Au Kenya, les filles sont vendues dans le mariage pour éviter la famine de la sécheresse | Nouvelles de sécheresse
Marsabit, Kenya – Alors que le soleil s’approche de son zénith brûlant, Dukano Kelle sort de la colonie désolée de Kambinye dans le nord du Kenya, exhortant vers l’âne réticent de sa famille en le fouettant avec une branche Acacia.
Bien que la chaleur oppressive soit enroulée d’énergie – et bien qu’elle n’ait pas mangé depuis le matin précédent – Dukano, une mère de cinq enfants de 34 ans, n’a pas d’autre choix que de marcher pendant plusieurs heures jusqu’au forage le plus proche, un voyage qui se terminera probablement par la déception car les niveaux d’eau sont extrêmement bas.
Depuis qu’elle a été mariée par sa famille à l’âge de 15 ans, ce rituel décourageant est une corvée deux fois par semaine pour Dukano.
Son labeur est comme celui que l’on ressent des milliers de femmes qui vivent dans des abris nomades à cadre de bâtons lancées entre des rochers volcaniques noirs sur les plaines arides du nord du Kenya, où une existence qui était déjà précaire est devenue une bataille quotidienne pour la survie.
Les groupes d’aide disent que le changement climatique ne rend pas seulement les sécheresses plus dévastatrices et fréquentes, mais aussi l’approfondissement des inégalités de manière insidieuse.
Le bilan des sorts de sécheresse plus graves sur la vie humaine est souvent imprévue.
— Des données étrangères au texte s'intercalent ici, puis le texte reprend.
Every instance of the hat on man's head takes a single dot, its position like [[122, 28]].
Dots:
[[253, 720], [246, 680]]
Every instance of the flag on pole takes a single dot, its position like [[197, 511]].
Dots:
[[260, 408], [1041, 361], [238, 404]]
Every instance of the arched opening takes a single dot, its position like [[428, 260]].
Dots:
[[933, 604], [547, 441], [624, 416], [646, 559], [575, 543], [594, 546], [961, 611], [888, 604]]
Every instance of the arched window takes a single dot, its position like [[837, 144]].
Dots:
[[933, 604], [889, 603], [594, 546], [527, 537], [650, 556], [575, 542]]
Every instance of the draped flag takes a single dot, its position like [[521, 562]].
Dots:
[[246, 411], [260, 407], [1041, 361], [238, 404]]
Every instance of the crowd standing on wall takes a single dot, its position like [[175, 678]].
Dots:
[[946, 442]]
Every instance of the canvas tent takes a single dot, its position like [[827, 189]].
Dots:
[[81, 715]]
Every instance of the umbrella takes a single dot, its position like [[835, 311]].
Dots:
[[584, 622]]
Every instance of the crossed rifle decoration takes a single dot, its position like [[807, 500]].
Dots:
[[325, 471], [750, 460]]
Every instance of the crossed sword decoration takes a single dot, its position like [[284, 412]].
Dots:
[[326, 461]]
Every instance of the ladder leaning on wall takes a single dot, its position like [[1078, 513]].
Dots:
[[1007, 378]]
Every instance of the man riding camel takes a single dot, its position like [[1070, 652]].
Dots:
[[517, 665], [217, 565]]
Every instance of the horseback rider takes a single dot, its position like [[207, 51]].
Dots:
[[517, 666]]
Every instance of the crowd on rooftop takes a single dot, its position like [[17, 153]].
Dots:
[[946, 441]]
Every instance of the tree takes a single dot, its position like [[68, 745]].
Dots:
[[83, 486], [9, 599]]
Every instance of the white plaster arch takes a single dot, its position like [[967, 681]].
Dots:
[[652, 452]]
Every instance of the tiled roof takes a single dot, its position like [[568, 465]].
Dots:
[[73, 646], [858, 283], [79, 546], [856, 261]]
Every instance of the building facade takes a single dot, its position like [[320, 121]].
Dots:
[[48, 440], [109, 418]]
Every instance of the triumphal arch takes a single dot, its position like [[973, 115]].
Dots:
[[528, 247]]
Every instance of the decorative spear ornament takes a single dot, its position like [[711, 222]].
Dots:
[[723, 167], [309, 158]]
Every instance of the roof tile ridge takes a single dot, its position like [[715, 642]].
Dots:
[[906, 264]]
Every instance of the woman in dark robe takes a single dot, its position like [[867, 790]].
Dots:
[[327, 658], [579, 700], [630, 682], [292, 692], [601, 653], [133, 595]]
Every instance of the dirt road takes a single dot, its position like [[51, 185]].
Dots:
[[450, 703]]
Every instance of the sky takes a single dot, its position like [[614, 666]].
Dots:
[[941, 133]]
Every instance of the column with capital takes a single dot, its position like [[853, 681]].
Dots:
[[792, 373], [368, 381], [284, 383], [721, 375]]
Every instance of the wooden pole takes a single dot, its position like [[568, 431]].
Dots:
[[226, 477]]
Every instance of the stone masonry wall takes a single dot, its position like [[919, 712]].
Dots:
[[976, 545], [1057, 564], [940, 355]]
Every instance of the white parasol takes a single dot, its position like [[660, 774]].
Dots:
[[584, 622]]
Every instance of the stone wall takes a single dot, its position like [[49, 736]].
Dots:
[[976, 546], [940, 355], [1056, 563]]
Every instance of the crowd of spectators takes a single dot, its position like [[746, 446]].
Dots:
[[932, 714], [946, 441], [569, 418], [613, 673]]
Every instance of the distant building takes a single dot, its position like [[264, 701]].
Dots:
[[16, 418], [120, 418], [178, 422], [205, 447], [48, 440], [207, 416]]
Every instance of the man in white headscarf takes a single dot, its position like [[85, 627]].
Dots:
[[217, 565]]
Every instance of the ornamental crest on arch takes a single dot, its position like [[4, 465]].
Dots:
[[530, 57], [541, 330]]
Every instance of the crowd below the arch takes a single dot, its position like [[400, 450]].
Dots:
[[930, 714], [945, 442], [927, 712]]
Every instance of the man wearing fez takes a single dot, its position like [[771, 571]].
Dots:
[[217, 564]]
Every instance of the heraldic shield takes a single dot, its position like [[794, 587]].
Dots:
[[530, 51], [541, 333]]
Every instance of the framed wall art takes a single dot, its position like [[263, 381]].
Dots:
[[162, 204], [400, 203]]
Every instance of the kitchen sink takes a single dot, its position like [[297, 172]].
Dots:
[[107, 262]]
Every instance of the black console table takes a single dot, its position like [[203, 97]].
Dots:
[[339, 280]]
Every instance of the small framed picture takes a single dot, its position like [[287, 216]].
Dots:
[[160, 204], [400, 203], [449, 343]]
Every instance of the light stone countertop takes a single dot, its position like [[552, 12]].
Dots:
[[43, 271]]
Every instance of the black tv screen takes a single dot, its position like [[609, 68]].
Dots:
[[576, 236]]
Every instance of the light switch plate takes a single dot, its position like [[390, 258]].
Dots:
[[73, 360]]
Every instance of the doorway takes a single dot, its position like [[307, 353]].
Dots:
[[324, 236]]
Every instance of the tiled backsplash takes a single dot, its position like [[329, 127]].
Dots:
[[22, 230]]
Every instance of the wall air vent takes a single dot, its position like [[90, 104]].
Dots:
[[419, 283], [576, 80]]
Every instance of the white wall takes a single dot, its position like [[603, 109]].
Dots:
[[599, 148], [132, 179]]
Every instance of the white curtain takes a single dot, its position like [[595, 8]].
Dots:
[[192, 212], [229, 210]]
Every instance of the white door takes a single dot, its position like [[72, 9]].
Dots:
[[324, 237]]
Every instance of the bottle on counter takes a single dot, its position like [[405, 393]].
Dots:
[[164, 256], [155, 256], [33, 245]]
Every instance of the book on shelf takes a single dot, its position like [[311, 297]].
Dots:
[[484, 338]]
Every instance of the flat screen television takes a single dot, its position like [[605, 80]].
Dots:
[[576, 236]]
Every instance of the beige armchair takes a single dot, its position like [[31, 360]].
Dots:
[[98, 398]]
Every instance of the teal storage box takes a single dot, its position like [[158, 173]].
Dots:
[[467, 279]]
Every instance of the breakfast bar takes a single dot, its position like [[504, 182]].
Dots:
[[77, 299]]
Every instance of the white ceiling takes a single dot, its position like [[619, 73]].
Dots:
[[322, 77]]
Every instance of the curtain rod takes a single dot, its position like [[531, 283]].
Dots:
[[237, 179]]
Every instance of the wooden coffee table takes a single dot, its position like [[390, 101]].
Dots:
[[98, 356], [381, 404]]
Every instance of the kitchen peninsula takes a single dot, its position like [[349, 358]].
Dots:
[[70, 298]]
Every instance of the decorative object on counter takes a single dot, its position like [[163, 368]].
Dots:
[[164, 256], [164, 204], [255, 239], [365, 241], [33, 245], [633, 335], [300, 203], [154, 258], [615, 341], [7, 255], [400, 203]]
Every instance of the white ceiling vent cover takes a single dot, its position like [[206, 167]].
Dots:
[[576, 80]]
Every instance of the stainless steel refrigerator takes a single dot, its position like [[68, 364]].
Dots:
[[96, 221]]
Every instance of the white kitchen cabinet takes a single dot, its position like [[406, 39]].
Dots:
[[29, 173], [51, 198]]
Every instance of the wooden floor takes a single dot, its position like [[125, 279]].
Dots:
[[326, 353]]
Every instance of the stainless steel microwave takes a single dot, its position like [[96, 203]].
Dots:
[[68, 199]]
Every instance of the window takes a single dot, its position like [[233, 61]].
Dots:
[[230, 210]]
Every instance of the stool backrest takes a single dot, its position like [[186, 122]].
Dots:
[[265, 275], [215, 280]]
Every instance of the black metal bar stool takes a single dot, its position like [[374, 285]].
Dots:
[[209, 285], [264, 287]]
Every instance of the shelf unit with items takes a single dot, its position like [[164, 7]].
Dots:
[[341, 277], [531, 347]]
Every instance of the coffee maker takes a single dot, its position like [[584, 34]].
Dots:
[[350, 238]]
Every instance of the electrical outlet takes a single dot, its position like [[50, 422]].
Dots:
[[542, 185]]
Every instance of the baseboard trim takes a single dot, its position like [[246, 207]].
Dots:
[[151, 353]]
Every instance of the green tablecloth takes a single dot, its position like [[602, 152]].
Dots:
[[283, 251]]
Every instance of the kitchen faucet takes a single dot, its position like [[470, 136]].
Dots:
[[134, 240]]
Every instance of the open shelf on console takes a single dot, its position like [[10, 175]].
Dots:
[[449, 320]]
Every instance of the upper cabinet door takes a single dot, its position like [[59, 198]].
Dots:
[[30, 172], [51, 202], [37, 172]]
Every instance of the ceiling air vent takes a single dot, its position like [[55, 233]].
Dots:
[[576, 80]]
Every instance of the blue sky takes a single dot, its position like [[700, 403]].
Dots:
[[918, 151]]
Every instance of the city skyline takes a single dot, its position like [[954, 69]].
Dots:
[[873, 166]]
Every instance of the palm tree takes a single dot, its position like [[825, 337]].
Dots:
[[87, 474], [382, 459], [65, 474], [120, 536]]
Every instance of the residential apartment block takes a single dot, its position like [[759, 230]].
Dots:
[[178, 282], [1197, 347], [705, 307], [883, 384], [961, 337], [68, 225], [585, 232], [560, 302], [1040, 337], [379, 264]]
L’un des développements les plus inquiétants a été une augmentation du taux de mariage des enfants, sensiblement dans les communautés où il n’y a pas eu de pluie depuis neuf mois.
Le bétail sur lequel les gens dépendent dans ces zones meurent de la famine et de la déshydratation à mesure que la terre devient plus stérile.
En conséquence, les familles désespérées se sentent obligées d’offrir leurs filles pour le mariage en échange d’un chameau et de quelques chèvres – un arrangement qui pourrait fournir à la famille de la fille une subsistance pendant quelques mois de plus.
Au cours d’un voyage sur des pistes cahoteuses et à peine passables à travers le désert au nord de la capitale régionale, Marsabit, près de la frontière du Kenya avec l’Éthiopie, des histoires comme celles de Dukano sont familières.
De nombreuses filles sont obligées de se marier alors qu’elles sont encore des enfants et doivent bientôt assumer le fardeau de nourrir leurs propres enfants.
«La sécheresse nous rendait beaucoup plus pauvres»
Près de deux heures après avoir quitté le village, Dukano arrive enfin au puits sur lequel la population locale est si dépendante.
L’âne est chargé de six canettes de jerry jaunes attachées sur le dos avec des cordes.
Ici, d’autres femmes s’accroupissent à l’ombre d’un seul Acacia squelettique, attendant leur tour.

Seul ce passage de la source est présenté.